[WITH CODE] Switch-off: Conformal-RANSAC kill switch

Conformal Prediction coupled with RANSAC to switch-off portfolios

Quant Beckman

Dec 15, 2025

∙ Paid

Table of contents:

Introduction.
The trend validation trap.
Risk and model limitations.
What are the obstacles to face when developing this kind of algorithms?
Theoretical foundation.
1. Point 1: The linear necessity and the failure of OLS.
2. Point 2: The RANSAC algorithm construction.
3. Point 3: The split-Conformal Prediction framework.
4. Point 4: The strict positivity logic
Operationalization.
1. Engineering the Conformal-RANSAC.

Introduction

In systematic portfolio management, the question that matters isn’t whether a strategy has been profitable in a backtest or over a recent window—it’s whether the process generating that profit still deserves capital right now. Industry practice tends to compress that decision into a single, comforting statistic: fit a straight line to the equity curve and ask whether the estimated slope is positive with enough confidence. On paper, this is clean. In production, it is dangerously brittle. A PnL curve is not a textbook signal but an object shaped by microstructure effects, intermittent liquidity, and rare events that are not rare enough. Under those conditions, the usual regression tools don’t merely lose precision—they can invert the meaning of evidence, mistaking a single lucky outlier for a restored edge or treating a brief but violent drawdown as proof of structural decay.

This is the trend validation trap: we want a kill-switch that enforces a strict positivity constraint on performance, because capital should not sit inside a system that is not demonstrably compounding. Yet the standard method used to measure trend is built on squared-error minimization, which amplifies precisely the observations we should distrust most. The consequence is a conflict between operational necessity and statistical fragility. If we keep the rule but rely on OLS, we risk zombie strategies surviving on the back of one exceptional trade, and healthy strategies getting shut down due to a transient tail event or a bad print. If we abandon the rule, we drift back into discretionary tolerance bands and post-hoc rationalizations—exactly the failure mode a kill-switch is meant to prevent.

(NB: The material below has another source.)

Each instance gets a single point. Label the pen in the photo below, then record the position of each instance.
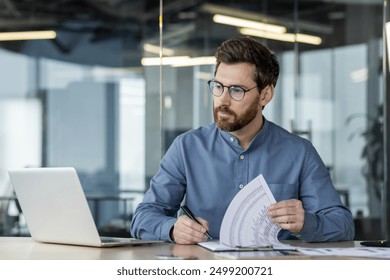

The framework developed here resolves that conflict by reframing the problem from “fit the data” to “validate the structure.” It is based on several papers that you can find here:

Conformalize Quantile Regression

1.36MB ∙ PDF file

Download

Adaptive Conformal Inference

825KB ∙ PDF file

Download

First, we replace the regression objective with a robustness principle: RANSAC searches for the dominant linear drift supported by the majority of observations and treats the tails as contamination rather than evidence. Second, we move from asymptotic confidence language to finite-sample guarantees by calibrating uncertainty with split conformal prediction, producing a dynamic lower bound that behaves like a probabilistic trailing stop. Finally, we weld these components into a strict logic gate: capital is allocated only if the robust drift is positive and current performance remains inside a statistically valid corridor around that drift. The result is not a prettier line through the equity curve; it is a geometric protocol for deciding when a strategy has earned the right to continue trading, and when the burden of proof has not been met.

The trend validation trap

In quantitative portfolio management, the most fundamental question we ask of any active strategy is deceptively simple:

Is it working?

Operationally, this translates to a statistical hypothesis test:

Is the PnL trend strictly positive with high statistical confidence?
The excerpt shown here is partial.